US-Gesundheitssystem : Psychiatrie-Patient stirbt – Pfleger spielten Karten

Pflegeskandal in den USA: 22 Stunden lang hat ein Patient in einer psychiatrischen Klinik auf Hilfe gewartet – vergeblich. Das Pflegepersonal der Klinik vertrieb sich die Zeit mit Kartenspielen und Fernsehgucken. Um den 50-Jährigen kümmerte man sich erst als es bereits zu spät war. Der Mann verstarb wegen eines "Herzproblems".

WashingtonStatt sich um den 50-Jährigen in einem Krankenhaus in Goldsboro (US-Staat North Carolina) zu kümmern, habe das Pflegepersonal von vier Schichten Karten gespielt, Fernsehen geschaut und telefoniert, melden lokale Zeitungen unter Berufung auf einen Bericht der Behörden.

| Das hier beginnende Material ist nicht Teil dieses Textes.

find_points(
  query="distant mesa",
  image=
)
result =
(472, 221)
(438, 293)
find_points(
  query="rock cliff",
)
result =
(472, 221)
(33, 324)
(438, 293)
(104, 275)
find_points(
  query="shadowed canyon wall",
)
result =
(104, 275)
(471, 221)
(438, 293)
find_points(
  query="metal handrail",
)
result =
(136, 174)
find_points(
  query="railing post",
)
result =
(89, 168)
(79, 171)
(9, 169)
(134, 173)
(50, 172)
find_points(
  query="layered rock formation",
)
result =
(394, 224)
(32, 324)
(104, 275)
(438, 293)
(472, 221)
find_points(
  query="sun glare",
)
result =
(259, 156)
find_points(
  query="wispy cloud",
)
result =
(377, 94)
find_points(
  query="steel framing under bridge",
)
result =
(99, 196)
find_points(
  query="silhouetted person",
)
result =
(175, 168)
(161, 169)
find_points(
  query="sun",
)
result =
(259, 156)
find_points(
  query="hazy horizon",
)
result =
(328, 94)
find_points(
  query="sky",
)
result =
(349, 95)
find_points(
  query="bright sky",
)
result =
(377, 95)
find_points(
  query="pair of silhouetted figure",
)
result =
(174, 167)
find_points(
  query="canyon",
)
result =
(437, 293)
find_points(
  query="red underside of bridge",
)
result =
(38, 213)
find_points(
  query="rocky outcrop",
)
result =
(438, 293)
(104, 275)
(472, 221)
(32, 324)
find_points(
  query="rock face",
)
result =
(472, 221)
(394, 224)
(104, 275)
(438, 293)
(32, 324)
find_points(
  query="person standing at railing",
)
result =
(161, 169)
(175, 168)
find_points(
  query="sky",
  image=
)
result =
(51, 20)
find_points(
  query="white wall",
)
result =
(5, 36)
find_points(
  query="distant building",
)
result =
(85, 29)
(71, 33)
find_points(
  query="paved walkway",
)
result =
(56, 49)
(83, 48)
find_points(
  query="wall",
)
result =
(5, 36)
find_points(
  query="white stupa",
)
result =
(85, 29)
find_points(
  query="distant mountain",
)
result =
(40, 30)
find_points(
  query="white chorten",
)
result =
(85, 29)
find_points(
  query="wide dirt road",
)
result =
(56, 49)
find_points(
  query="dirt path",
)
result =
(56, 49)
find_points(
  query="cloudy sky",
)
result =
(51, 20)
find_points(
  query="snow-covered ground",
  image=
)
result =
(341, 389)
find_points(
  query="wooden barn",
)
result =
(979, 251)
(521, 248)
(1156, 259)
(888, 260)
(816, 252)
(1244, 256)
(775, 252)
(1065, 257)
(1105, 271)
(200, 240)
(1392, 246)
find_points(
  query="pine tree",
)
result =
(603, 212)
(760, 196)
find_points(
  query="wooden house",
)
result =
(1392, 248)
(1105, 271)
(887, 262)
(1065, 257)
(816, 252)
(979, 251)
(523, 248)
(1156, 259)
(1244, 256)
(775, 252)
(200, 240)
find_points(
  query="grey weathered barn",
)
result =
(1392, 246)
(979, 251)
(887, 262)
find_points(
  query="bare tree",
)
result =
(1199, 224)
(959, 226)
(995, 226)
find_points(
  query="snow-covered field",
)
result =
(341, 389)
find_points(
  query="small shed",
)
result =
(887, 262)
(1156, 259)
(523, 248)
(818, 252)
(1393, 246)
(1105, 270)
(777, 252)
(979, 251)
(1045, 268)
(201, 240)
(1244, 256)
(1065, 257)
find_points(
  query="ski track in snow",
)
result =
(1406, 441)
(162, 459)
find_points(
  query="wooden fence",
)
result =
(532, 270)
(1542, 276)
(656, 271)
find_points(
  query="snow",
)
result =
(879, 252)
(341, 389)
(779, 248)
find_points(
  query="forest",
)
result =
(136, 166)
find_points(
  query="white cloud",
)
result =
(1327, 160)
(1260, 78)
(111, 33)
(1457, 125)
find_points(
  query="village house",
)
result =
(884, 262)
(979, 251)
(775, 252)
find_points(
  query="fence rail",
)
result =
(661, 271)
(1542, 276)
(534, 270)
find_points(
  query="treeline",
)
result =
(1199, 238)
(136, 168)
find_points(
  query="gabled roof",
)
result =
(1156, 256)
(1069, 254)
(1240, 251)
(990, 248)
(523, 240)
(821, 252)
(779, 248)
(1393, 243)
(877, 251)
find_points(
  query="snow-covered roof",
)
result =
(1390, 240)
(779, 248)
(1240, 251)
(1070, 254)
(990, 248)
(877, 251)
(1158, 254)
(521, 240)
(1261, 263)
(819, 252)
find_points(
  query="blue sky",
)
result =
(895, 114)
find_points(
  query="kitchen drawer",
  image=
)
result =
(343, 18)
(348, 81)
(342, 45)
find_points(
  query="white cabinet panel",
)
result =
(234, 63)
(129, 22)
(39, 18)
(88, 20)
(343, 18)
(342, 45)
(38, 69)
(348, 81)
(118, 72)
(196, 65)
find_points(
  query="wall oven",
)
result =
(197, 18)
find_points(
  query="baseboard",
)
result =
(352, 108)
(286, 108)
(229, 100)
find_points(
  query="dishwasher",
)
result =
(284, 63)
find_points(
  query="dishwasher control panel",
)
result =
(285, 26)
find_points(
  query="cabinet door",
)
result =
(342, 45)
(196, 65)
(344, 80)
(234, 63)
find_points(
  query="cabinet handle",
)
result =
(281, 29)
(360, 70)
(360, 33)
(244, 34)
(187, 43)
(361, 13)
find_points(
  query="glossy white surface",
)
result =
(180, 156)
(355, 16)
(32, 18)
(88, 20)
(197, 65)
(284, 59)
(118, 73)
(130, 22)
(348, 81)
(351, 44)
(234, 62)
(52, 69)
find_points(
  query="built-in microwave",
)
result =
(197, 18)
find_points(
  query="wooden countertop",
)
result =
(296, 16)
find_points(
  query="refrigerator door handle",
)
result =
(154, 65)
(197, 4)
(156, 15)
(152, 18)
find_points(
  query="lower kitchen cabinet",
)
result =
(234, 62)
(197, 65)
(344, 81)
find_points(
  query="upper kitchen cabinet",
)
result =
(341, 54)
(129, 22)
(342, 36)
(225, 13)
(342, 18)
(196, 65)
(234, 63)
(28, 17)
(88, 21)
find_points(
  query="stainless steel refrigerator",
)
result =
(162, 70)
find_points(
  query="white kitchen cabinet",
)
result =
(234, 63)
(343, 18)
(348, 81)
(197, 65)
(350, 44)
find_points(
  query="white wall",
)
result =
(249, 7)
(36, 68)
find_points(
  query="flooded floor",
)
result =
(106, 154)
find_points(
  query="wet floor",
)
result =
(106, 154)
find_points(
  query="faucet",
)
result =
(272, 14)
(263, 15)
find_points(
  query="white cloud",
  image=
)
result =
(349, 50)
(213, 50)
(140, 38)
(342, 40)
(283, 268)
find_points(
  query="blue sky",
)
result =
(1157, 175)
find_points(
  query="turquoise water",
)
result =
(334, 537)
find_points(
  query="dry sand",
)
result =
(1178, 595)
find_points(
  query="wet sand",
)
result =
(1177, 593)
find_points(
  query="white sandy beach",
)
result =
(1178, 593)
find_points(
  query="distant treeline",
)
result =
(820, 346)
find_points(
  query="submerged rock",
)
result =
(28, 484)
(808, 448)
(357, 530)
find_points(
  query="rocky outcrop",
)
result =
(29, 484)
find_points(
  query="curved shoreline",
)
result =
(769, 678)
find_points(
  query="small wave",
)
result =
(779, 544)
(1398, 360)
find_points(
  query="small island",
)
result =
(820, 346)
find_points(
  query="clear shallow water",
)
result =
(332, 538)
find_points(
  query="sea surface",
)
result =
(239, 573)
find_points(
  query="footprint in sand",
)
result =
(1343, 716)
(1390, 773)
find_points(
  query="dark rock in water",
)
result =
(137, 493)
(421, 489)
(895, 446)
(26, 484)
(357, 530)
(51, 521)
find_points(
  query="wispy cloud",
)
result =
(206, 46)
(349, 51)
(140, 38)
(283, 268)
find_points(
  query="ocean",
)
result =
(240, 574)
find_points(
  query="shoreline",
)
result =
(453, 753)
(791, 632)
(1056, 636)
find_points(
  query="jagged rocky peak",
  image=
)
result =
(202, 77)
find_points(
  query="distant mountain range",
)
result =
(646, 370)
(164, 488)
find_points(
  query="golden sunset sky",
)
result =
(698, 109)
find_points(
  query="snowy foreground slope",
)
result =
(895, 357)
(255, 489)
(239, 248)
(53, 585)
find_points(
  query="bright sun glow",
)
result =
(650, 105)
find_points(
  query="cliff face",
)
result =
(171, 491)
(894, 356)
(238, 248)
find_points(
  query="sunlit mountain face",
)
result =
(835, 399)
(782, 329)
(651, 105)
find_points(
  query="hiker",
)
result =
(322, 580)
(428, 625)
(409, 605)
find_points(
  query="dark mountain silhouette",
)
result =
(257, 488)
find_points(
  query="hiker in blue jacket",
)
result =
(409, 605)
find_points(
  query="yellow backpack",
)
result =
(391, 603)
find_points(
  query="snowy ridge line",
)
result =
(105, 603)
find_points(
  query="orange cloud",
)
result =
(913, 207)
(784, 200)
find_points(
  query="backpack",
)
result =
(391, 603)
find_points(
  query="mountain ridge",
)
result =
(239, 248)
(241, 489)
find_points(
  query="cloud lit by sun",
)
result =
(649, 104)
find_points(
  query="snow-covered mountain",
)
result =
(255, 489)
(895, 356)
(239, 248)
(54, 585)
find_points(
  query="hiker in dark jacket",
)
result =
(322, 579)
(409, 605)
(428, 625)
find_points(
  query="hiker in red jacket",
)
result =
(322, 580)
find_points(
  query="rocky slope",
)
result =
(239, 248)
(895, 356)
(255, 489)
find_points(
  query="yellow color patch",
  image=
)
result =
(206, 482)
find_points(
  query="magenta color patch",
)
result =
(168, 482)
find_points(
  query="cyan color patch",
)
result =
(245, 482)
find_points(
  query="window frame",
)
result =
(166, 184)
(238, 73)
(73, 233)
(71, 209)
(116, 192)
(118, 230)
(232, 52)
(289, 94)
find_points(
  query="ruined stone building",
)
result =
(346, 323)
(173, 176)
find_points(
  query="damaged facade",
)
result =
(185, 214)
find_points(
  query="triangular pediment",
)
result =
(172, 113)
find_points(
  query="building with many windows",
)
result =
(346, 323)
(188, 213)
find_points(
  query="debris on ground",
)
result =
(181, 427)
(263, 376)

Den Angaben zufolge hatte sich der Mann zunächst an seiner Medizin verschluckt und gehustet - eine Krankenschwester sah tatenlos zu. Danach sei der 50-Jährige mit seinem Stuhl umgefallen und habe sich den Kopf gestoßen. Das Pflegepersonal habe aber nicht sagen können, ob er sich verletzte. Dann habe der Patient einen ganzen Tag lang nichts zu essen bekommen und sei schließlich wegen eines "Herzproblems" gestorben, berichtete die Zeitung "The News & Observer" über den Vorfall vom April. Die Pfleger hätten sich zudem nicht an die Anweisungen der Ärzte für die Versorgung des Mannes gehalten.

Nicht der erste Vorfall

Dem Krankenhaus drohen nun Konsequenzen. Wegen des Pflegeskandals überprüfen die Behörden, staatliche Zuschüsse für das Cherry Hospital zu streichen, meldet die Zeitung "Greensboro News Record". Der Patient habe in der Klinik "nicht mehr Aufmerksamkeit bekommen als ein Möbelstück", kommentierte das Blatt.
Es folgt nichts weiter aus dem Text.